The Fourth of July came and went, and people all over gathered around grills and pools, maybe watched some fireworks.

However, there were some who didn’t have that luxury. They weren’t here to celebrate with their families because they are in a foreign land fighting for us to have the freedom to sit around and have the celebrations we’ve come to take for granted.

These brave men and women asked not what their country could do for them, but what they could do for their country, to paraphrase the late President John F. Kennedy. The least we can offer them is our respect and appreciation for their sacrifice.

Veteran’s Day is observed annually on Nov. 11. However, shouldn’t our active-duty military and our veterans be celebrated year-round? We have parades and programs, we revere them, but then what? They get pushed to the back burner while we idolize celebrities and squabble over trivia. This needs to change.

Some paid the ultimate price by giving their lives for our country. They will never again return home to see their families. These people laid down their very lives; they gave up all their tomorrows so we could have all ours. This nation exists today because of them, and they deserve our undying respect.

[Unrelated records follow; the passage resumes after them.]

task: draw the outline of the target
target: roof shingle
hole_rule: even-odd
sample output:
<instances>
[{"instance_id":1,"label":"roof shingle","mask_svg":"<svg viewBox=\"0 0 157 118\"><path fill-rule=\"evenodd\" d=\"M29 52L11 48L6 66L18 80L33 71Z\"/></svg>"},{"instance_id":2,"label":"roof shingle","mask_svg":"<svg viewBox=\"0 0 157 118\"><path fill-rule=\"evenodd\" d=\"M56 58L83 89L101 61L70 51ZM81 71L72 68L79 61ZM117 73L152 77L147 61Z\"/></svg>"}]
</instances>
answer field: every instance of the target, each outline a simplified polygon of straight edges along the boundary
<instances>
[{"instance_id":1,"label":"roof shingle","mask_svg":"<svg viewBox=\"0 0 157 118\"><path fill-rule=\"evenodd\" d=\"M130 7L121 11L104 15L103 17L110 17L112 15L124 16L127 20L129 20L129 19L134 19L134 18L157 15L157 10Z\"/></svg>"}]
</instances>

While we do honor veterans and the active-duty military around this time of year, it just doesn’t feel like it’s enough. Many see the Fourth of July as a day off of work, to lounge around eating hot dogs and watching explosives.

All the while, there are those who are the target of the explosives. They can’t just kick back by the pool and visit with their families. For them, there is no day off from work. For most of us, a really bad day at work may mean getting fired. For those locked in combat with our enemies, a bad day at work may mean coming home missing a limb or more, or mentally shattered forever, or in the worst case, in a casket.

According to data from the Department of Defense, as of March 31 of this year, Mississippi has 12,623 active duty military personnel. These numbers are from all branches.

While we do honor our veterans and active duty military personnel, there is always more that can be done. The old saying is true: “Freedom isn’t free.”